On working with a number of females, including screenwriter, Pamela Ribon on this movie and their input into the ending:
Moore: “We have a lot of cynics on our crew and when we can win them over we know we have something.”
Johnston: “Our story room is half men, half women. Our Head of Story is a woman, Pam [Ribon] is my co-writer. I think you want as many points of view as you can have. We have people from 25 countries who worked on our film.”
Moore: “We have people where this is their first job and we people who have been in the business for years.”
Johnston: “And you need those voices and it is up to us to channel it all into a movie that makes sense.”

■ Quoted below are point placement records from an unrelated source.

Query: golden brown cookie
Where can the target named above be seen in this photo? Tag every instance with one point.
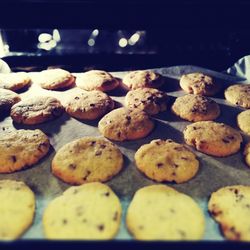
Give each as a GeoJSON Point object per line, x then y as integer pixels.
{"type": "Point", "coordinates": [36, 110]}
{"type": "Point", "coordinates": [149, 100]}
{"type": "Point", "coordinates": [97, 80]}
{"type": "Point", "coordinates": [14, 81]}
{"type": "Point", "coordinates": [247, 154]}
{"type": "Point", "coordinates": [196, 108]}
{"type": "Point", "coordinates": [88, 159]}
{"type": "Point", "coordinates": [159, 212]}
{"type": "Point", "coordinates": [243, 121]}
{"type": "Point", "coordinates": [212, 138]}
{"type": "Point", "coordinates": [230, 207]}
{"type": "Point", "coordinates": [54, 79]}
{"type": "Point", "coordinates": [17, 209]}
{"type": "Point", "coordinates": [199, 84]}
{"type": "Point", "coordinates": [239, 94]}
{"type": "Point", "coordinates": [143, 79]}
{"type": "Point", "coordinates": [7, 99]}
{"type": "Point", "coordinates": [125, 124]}
{"type": "Point", "coordinates": [21, 148]}
{"type": "Point", "coordinates": [166, 160]}
{"type": "Point", "coordinates": [89, 105]}
{"type": "Point", "coordinates": [88, 212]}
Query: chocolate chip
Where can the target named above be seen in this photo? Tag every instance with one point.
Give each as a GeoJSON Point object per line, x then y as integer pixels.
{"type": "Point", "coordinates": [100, 227]}
{"type": "Point", "coordinates": [92, 143]}
{"type": "Point", "coordinates": [98, 152]}
{"type": "Point", "coordinates": [64, 221]}
{"type": "Point", "coordinates": [159, 165]}
{"type": "Point", "coordinates": [13, 158]}
{"type": "Point", "coordinates": [72, 166]}
{"type": "Point", "coordinates": [115, 217]}
{"type": "Point", "coordinates": [86, 175]}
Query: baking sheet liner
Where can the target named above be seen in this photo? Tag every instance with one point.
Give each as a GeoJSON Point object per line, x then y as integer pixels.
{"type": "Point", "coordinates": [214, 172]}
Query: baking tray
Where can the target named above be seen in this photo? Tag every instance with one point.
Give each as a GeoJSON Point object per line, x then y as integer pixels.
{"type": "Point", "coordinates": [214, 172]}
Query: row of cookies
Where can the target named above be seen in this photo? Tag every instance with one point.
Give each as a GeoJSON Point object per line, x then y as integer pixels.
{"type": "Point", "coordinates": [93, 211]}
{"type": "Point", "coordinates": [59, 79]}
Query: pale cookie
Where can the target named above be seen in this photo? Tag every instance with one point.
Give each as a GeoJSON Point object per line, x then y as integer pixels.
{"type": "Point", "coordinates": [196, 108]}
{"type": "Point", "coordinates": [21, 148]}
{"type": "Point", "coordinates": [14, 81]}
{"type": "Point", "coordinates": [239, 94]}
{"type": "Point", "coordinates": [149, 100]}
{"type": "Point", "coordinates": [125, 124]}
{"type": "Point", "coordinates": [243, 121]}
{"type": "Point", "coordinates": [212, 138]}
{"type": "Point", "coordinates": [97, 80]}
{"type": "Point", "coordinates": [88, 212]}
{"type": "Point", "coordinates": [88, 159]}
{"type": "Point", "coordinates": [143, 79]}
{"type": "Point", "coordinates": [56, 79]}
{"type": "Point", "coordinates": [166, 160]}
{"type": "Point", "coordinates": [17, 209]}
{"type": "Point", "coordinates": [36, 110]}
{"type": "Point", "coordinates": [247, 154]}
{"type": "Point", "coordinates": [199, 84]}
{"type": "Point", "coordinates": [7, 99]}
{"type": "Point", "coordinates": [89, 105]}
{"type": "Point", "coordinates": [159, 212]}
{"type": "Point", "coordinates": [230, 207]}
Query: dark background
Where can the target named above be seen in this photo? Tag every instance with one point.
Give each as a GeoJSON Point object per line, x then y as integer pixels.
{"type": "Point", "coordinates": [212, 34]}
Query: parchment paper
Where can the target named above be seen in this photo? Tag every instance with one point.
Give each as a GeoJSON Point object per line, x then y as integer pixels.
{"type": "Point", "coordinates": [214, 172]}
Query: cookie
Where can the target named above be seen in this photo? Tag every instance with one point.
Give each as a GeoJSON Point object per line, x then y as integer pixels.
{"type": "Point", "coordinates": [143, 79]}
{"type": "Point", "coordinates": [36, 110]}
{"type": "Point", "coordinates": [159, 212]}
{"type": "Point", "coordinates": [89, 105]}
{"type": "Point", "coordinates": [199, 84]}
{"type": "Point", "coordinates": [196, 108]}
{"type": "Point", "coordinates": [230, 207]}
{"type": "Point", "coordinates": [247, 154]}
{"type": "Point", "coordinates": [7, 99]}
{"type": "Point", "coordinates": [149, 100]}
{"type": "Point", "coordinates": [239, 94]}
{"type": "Point", "coordinates": [212, 138]}
{"type": "Point", "coordinates": [166, 160]}
{"type": "Point", "coordinates": [17, 209]}
{"type": "Point", "coordinates": [56, 79]}
{"type": "Point", "coordinates": [125, 124]}
{"type": "Point", "coordinates": [243, 121]}
{"type": "Point", "coordinates": [97, 80]}
{"type": "Point", "coordinates": [21, 148]}
{"type": "Point", "coordinates": [88, 159]}
{"type": "Point", "coordinates": [88, 212]}
{"type": "Point", "coordinates": [14, 81]}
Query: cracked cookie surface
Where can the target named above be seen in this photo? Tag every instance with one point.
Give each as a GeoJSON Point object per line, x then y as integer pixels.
{"type": "Point", "coordinates": [36, 110]}
{"type": "Point", "coordinates": [230, 207]}
{"type": "Point", "coordinates": [91, 211]}
{"type": "Point", "coordinates": [212, 138]}
{"type": "Point", "coordinates": [88, 159]}
{"type": "Point", "coordinates": [199, 84]}
{"type": "Point", "coordinates": [21, 148]}
{"type": "Point", "coordinates": [17, 209]}
{"type": "Point", "coordinates": [159, 212]}
{"type": "Point", "coordinates": [196, 108]}
{"type": "Point", "coordinates": [125, 124]}
{"type": "Point", "coordinates": [166, 160]}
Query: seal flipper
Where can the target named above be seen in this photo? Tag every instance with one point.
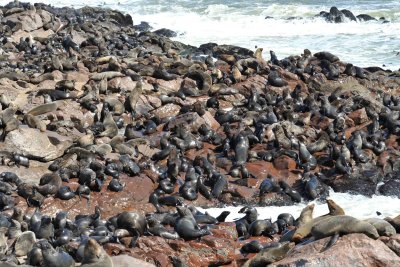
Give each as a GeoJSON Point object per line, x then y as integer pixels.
{"type": "Point", "coordinates": [331, 242]}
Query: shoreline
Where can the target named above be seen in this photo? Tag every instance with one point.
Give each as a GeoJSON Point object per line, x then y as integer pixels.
{"type": "Point", "coordinates": [96, 113]}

Moore: “Pam writes some of the dirtiest, meanest jokes.”
Johnston: “We have to pull her back.”
Moore: “Her wit is like ‘Ouch, Pam that hurts. That’s sharp’.”

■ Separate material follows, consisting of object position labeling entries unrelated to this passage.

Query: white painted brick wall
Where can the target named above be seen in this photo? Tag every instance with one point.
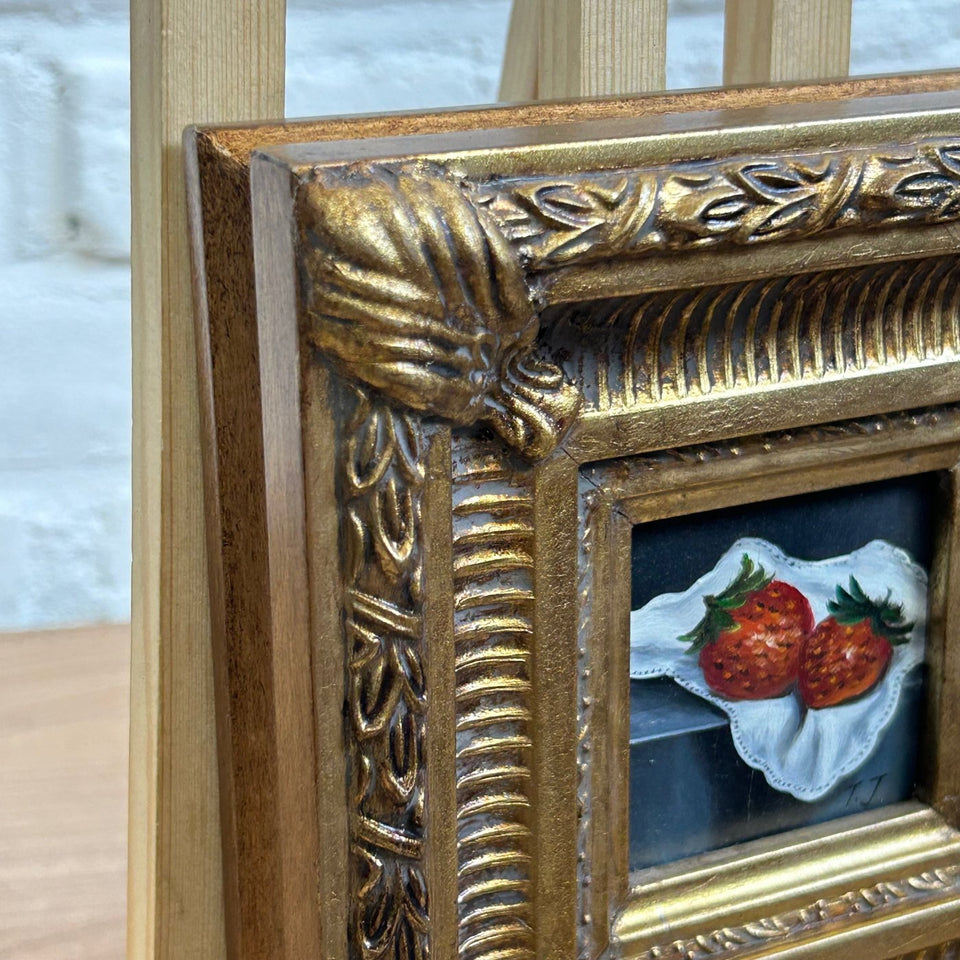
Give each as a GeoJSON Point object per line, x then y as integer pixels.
{"type": "Point", "coordinates": [64, 231]}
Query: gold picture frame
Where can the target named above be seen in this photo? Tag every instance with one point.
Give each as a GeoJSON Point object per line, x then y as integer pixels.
{"type": "Point", "coordinates": [444, 374]}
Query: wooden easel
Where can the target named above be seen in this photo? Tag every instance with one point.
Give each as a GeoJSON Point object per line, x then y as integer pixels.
{"type": "Point", "coordinates": [215, 61]}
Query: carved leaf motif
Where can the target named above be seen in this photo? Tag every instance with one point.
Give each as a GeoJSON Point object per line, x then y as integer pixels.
{"type": "Point", "coordinates": [735, 201]}
{"type": "Point", "coordinates": [565, 221]}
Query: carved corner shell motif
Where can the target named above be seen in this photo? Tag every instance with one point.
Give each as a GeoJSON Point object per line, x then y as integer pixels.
{"type": "Point", "coordinates": [411, 289]}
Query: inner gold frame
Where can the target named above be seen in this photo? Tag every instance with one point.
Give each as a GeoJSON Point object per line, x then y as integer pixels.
{"type": "Point", "coordinates": [808, 873]}
{"type": "Point", "coordinates": [421, 701]}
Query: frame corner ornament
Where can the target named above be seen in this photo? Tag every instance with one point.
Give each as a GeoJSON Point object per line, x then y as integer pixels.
{"type": "Point", "coordinates": [413, 290]}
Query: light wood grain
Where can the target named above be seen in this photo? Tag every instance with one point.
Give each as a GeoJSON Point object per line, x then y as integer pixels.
{"type": "Point", "coordinates": [194, 61]}
{"type": "Point", "coordinates": [592, 48]}
{"type": "Point", "coordinates": [521, 60]}
{"type": "Point", "coordinates": [63, 755]}
{"type": "Point", "coordinates": [774, 40]}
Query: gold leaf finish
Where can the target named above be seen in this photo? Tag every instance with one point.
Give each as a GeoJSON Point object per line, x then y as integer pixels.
{"type": "Point", "coordinates": [821, 918]}
{"type": "Point", "coordinates": [423, 285]}
{"type": "Point", "coordinates": [493, 631]}
{"type": "Point", "coordinates": [413, 290]}
{"type": "Point", "coordinates": [716, 340]}
{"type": "Point", "coordinates": [739, 201]}
{"type": "Point", "coordinates": [381, 486]}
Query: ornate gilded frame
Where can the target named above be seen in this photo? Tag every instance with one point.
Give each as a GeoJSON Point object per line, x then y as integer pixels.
{"type": "Point", "coordinates": [478, 361]}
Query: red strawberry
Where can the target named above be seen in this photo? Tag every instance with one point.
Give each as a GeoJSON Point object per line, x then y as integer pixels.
{"type": "Point", "coordinates": [848, 653]}
{"type": "Point", "coordinates": [750, 638]}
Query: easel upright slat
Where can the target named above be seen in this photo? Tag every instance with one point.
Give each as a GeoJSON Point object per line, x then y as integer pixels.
{"type": "Point", "coordinates": [193, 61]}
{"type": "Point", "coordinates": [774, 40]}
{"type": "Point", "coordinates": [592, 48]}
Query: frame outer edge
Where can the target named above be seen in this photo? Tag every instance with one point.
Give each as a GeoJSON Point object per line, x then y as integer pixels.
{"type": "Point", "coordinates": [272, 190]}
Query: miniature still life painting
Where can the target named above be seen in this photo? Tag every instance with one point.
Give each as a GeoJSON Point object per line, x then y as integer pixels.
{"type": "Point", "coordinates": [777, 665]}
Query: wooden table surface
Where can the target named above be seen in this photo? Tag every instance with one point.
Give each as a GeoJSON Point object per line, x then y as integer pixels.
{"type": "Point", "coordinates": [64, 708]}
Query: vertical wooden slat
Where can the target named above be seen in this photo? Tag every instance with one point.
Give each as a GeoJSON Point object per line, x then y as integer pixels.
{"type": "Point", "coordinates": [774, 40]}
{"type": "Point", "coordinates": [193, 61]}
{"type": "Point", "coordinates": [591, 48]}
{"type": "Point", "coordinates": [521, 61]}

On if it was hard getting permission to have all the Disney characters in the movie:
Moore: “Well, to best explain what we wanted to do rather than going in abstractly describing to our colleagues what it was we were thinking we thought, ‘Let’s just make it. Let’s just make a rough version of the Princess scene’. It was just an animatic. It was all just the storyboard panels, a dialogue track, and it reflected pretty closely to what is in the movie now, and we made that and we showed it to people at our studio, directors and writers, and people loved it. Then we took it across the street to our colleagues at the main lot and the response was just as warm as our colleagues at the animation studio. We were even encouraged to go further. ‘What about Marvel? What about Star Wars?’ And we knew we wanted it to be somewhere where all of these characters were together and around all the time. There’s this fansite, ‘Oh My Disney’ that traffics in all the Disney stuff and we’re being encouraged to be this big umbrella so why not just throw it all in there. No one ever said no. It was the opposite. It was almost like encouragement to do more because I think the appeal was ‘Well, the rest of the world likes to bag on Disney, why can’t we do a satire of ourselves? What can’t we have some fun at our own expense?’”

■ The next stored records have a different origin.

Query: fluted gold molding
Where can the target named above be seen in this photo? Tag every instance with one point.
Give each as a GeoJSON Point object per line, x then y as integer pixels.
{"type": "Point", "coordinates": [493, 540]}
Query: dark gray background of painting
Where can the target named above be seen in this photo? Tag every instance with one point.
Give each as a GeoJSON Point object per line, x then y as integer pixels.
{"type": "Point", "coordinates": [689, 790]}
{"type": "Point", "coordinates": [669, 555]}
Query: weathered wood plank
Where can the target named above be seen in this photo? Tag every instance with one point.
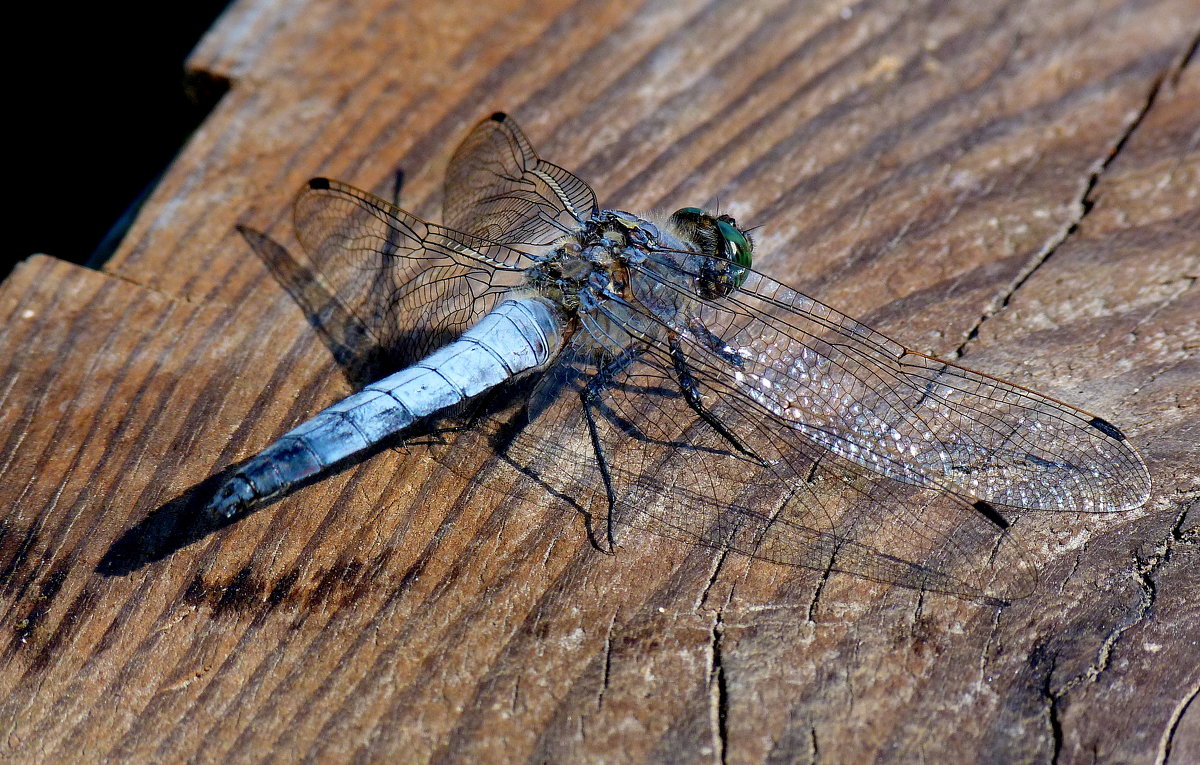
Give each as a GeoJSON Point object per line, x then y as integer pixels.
{"type": "Point", "coordinates": [1017, 182]}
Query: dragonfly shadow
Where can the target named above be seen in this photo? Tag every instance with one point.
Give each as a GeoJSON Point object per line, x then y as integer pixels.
{"type": "Point", "coordinates": [167, 529]}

On if Bill Hader voices the character of Spamley:
Johnston: “Listen, we don’t know who is Spamley. We don’t know who that person is.”
Moore: “What I did is I built an algorithm using all of Sir Laurence Olivier’s dialogue. Broke it down because we wanted the great Laurence Olivier to play Spamley.”
Johnston: “Listen, you can speculate all you want on the internet. Maybe that’s the point. Maybe that’s not the point that is an uncredited character.”
Moore: “No, it is my algorithm.”
Johnston: “Maybe we want conspiracy theorists speculating who played the character. I don’t know”.
On what Kelly MacDonald says as Merida at the end of the Princess scene:
Johnston: “Merida is saying an old traditional Scottish toast.”
Moore: “How does it go again?”
Johnston: “May a mouse never leave your girnel with a teardrop in his eye. Meaning a girnel’s a barrel that holds food or whiskey and if it [the mouse] has a teardrop in its eye that means it’s empty. So if it’s full you will have food in your house and warmth in your heart.”